|Mitchell, Charles - UNIVERSITY OF NORTH CARO|
Submitted to: Ecological Society of America Proceedings
Publication Type: Abstract Only
Publication Acceptance Date: September 15, 2006
Publication Date: July 1, 2007
Citation: Blumenthal, D.M., Mitchell, C. 2007. Testing the resource - enemy release hypothesis: Pathogen release and N availability in plant invasion. Ecological Society of America Proceedings. Symp 15-9. Technical Abstract: High-resource availability, while clearly important to plant colonization, does not appear to explain the exceptional success of exotic plants. Here, we discuss the possibility that high resource availability may aid exotic plants more than natives, by increasing enemy release. Plant species adapted to high levels of available resources may be poorly defended, nutritious, and therefore susceptible to enemies. Consequently, these species may benefit most from a paucity of enemies in their new range. Examining this possibility for 267 European species that are naturalized in North America, we found that plant species from habitats with moderate to high N availability harbored the most pathogens in Europe, and lost the most pathogens upon moving to North America. These trends were observed despite the fact that high-N species lost a smaller proportion of their pathogens, and gained more pathogens in North America than did low-N species.

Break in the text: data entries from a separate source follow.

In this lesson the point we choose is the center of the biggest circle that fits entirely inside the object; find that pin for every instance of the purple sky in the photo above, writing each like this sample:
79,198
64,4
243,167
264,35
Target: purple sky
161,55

High-N species were also most likely to be listed as noxious weeds in the United States. With respect to other resources, species from mesic habitats escaped the largest number of pathogens, but no clear trends were observed for species from different light environments. These correlations suggest that while native and exotic colonizing species share resource adaptations, these adaptations may provide additional benefits to exotic species. Consequently, factors influencing resource availability, such as disturbance, pollution, and restoration, may have particularly strong effects on exotic plants.